A research team from Stanford University and the American University of Beirut have developed a new foldable antenna which is designed for rapid deployment in disaster zones – and which can shift between terrestrial and satellite communication at-will.
“The state-of-the-art solutions typically employed in [disaster] areas are heavy, metallic dishes. They’re not easy to move around, they require a lot of power to operate, and they’re not particularly cost-effective,” claims assistant professor of aeronautics and astronautics Maria Sakovsky of the problem her team set out to solve. “Our antenna is lightweight, low-power, and can switch between two operating states. It’s able to do more with as little as possible in these areas where communications are lacking.”
The resulting antenna looks like a giant version of a finger-trap toy, which Maria calls “a very untraditional antenna design” based on “shapes that have never been used on helical antennas before.” When folded, the antenna forms a ring around 2.5cm tall and a little under 13cm across. In this configuration, it acts as a directional antenna suitable for satellite communication; when stretched out to its full length, it turns into an omnidirectional antenna for terrestrial use.
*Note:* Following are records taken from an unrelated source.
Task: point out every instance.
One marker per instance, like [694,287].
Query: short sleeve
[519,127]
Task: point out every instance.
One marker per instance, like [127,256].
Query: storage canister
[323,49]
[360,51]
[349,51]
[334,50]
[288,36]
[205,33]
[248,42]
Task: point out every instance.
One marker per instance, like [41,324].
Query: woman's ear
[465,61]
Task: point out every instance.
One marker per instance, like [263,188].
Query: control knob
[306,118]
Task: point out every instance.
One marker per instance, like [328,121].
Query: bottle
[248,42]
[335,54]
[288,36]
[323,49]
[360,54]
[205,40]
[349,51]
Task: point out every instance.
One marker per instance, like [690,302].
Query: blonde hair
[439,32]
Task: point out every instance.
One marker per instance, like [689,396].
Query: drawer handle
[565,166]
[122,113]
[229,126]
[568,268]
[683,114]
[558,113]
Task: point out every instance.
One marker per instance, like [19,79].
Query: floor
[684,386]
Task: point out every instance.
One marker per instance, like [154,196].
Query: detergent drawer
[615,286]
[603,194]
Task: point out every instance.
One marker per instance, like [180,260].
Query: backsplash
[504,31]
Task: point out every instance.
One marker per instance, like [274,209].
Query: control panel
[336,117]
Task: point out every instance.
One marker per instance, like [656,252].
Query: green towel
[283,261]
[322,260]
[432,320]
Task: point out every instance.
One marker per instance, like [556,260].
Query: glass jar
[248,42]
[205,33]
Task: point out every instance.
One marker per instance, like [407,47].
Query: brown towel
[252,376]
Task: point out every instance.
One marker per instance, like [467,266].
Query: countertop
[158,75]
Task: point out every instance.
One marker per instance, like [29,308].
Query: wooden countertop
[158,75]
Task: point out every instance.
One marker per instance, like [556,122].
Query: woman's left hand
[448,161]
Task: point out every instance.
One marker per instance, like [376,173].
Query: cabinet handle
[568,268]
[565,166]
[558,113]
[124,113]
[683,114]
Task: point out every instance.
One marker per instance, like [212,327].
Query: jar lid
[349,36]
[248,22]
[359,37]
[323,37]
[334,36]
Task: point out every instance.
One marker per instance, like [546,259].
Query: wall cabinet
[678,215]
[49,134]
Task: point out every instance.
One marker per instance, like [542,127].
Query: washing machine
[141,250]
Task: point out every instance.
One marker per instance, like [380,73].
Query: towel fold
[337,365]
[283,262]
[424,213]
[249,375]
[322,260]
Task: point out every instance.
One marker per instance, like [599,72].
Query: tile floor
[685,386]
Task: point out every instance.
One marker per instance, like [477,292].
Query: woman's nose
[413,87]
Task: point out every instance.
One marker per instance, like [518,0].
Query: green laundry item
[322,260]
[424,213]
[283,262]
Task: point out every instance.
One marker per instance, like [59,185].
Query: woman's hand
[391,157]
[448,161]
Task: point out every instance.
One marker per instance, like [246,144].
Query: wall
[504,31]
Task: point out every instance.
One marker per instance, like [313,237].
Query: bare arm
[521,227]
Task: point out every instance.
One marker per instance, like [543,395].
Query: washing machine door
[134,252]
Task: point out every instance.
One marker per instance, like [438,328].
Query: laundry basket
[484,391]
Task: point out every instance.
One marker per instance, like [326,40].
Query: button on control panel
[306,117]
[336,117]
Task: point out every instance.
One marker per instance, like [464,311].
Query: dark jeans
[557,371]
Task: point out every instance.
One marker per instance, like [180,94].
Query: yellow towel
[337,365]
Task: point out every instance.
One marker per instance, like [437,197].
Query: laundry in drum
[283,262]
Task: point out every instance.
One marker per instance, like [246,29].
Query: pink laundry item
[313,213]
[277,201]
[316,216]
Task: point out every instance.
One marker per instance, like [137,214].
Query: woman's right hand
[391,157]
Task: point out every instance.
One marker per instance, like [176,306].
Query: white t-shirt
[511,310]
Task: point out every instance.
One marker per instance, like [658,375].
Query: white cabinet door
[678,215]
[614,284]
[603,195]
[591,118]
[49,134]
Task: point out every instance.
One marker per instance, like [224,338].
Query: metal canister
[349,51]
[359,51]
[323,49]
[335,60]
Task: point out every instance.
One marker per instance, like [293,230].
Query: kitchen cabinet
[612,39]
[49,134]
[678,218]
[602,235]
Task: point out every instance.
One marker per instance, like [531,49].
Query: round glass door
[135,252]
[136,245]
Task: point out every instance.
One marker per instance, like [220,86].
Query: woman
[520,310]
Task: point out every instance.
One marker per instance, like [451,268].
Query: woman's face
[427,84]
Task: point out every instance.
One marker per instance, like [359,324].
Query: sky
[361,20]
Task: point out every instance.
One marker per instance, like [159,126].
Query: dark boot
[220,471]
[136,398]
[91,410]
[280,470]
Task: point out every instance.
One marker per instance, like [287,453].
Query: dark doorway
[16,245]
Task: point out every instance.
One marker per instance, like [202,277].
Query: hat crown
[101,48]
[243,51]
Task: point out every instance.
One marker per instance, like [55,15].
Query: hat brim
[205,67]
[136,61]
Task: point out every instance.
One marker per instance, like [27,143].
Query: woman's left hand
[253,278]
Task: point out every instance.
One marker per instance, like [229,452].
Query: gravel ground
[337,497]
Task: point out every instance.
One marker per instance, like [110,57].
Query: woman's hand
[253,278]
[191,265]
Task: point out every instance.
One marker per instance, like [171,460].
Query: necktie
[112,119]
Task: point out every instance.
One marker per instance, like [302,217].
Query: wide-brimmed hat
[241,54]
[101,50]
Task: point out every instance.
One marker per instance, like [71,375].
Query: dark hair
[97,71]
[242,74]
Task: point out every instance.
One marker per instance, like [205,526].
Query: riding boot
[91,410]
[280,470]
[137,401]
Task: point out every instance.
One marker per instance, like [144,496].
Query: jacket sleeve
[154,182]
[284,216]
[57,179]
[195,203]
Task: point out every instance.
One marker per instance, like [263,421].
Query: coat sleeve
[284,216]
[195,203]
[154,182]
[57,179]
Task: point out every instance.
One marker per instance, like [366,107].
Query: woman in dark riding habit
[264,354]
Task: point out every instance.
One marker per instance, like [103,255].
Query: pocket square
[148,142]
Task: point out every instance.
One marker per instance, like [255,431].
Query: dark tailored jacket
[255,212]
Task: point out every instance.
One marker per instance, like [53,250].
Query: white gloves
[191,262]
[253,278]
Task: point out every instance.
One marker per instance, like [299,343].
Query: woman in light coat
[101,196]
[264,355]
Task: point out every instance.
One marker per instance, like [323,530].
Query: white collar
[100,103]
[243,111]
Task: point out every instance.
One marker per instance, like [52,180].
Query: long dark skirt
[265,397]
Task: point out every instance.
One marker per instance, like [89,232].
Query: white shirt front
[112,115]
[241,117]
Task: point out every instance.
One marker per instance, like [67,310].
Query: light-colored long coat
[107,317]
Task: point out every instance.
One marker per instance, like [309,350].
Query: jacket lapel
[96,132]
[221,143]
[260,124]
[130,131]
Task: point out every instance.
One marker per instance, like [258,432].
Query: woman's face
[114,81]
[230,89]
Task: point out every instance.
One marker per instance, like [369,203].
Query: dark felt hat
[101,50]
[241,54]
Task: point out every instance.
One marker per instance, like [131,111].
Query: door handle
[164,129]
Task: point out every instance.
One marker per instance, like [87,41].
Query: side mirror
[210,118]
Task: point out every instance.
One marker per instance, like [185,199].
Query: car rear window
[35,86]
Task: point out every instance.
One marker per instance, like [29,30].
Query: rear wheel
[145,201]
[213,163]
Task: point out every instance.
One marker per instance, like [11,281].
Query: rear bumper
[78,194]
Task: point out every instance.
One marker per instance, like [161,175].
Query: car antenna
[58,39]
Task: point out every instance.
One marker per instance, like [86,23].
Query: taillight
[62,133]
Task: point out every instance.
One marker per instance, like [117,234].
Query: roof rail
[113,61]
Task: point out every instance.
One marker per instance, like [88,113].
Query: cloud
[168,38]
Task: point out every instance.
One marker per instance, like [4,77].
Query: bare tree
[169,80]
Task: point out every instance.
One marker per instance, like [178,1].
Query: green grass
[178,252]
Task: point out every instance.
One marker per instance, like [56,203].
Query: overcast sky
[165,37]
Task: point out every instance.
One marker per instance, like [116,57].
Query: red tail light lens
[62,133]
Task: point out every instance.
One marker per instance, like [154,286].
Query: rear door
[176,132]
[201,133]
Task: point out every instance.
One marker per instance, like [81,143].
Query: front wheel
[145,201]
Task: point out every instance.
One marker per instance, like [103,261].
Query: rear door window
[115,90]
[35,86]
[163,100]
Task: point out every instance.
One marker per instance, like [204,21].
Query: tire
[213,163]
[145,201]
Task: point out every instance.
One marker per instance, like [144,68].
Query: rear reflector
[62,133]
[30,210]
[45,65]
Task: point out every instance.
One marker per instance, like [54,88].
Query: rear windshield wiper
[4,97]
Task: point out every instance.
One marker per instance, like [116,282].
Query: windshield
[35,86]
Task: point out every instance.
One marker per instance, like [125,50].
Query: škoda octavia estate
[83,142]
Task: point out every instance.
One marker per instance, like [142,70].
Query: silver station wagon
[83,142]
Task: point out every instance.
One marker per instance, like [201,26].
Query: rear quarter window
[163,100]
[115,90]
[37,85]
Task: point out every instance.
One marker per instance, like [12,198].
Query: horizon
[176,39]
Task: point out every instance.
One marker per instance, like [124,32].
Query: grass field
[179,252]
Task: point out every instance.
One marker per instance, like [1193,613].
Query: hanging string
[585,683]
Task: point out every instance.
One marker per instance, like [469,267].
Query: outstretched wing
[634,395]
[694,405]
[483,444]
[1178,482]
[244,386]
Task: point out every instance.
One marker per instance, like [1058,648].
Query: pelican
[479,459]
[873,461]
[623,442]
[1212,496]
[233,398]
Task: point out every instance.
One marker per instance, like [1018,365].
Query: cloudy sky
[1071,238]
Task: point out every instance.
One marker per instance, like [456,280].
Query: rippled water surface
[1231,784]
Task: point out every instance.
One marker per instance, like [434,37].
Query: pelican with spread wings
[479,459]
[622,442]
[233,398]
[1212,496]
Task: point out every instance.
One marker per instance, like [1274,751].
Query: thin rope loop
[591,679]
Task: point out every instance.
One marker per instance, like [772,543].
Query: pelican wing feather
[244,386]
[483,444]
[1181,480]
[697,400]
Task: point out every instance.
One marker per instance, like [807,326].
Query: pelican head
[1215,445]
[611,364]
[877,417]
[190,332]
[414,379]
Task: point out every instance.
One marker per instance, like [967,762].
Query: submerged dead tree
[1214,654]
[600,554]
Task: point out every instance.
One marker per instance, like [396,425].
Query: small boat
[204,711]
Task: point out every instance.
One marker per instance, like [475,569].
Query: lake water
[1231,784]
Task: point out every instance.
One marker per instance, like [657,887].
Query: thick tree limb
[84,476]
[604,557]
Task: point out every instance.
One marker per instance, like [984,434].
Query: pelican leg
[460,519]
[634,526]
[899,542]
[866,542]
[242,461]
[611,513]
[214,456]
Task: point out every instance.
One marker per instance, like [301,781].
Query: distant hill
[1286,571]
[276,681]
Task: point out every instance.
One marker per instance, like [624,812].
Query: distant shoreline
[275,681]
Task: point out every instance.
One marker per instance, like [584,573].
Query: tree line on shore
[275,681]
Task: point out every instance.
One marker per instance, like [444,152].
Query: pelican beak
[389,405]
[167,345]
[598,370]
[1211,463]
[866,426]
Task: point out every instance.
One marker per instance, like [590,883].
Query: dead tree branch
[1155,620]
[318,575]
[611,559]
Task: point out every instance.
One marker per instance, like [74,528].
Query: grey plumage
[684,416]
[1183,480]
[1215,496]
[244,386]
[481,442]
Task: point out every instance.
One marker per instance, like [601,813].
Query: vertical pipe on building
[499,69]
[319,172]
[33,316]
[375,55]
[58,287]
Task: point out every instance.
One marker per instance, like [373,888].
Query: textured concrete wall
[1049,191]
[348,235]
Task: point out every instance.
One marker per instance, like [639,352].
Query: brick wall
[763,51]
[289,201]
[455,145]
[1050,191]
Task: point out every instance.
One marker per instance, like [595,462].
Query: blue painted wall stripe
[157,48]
“The frequency you want to operate at will dictate how large the antenna needs to be,” Maria explains, “but we’ve been able to show that no matter what frequency you operate at, you can scale this design principle to achieve the same performance.”
Pseudonymous maker “t0nito” has designed a portable antenna, too – this one targeting high-resolution picture transmission (HRPT) weather satellite signal reception and designed for 3D printing.
“This is a portable light weight handheld HRPT receiving antenna [for] weather satellite imagery,” t0nito explains of the design. “It can also be used on a motorised satellite tracker. Materials needed: a metallic conductive mesh, I used aluminium mosquito net; about 1.5m of 6mm² copper wire; sheet metal to cut a 133mm circular ground plane; 2mm self tapping flat head screws; a flange mount SMA male connector; 2 M8 bolts; 2 M8 washers; 4 M8 nuts.”
With those, and a suitable 3D printer, it’s possible to create t0nito’s antenna yourself: just download the files from Thingiverse, where they’re published under the Creative Commons Attribution-ShareAlike licence.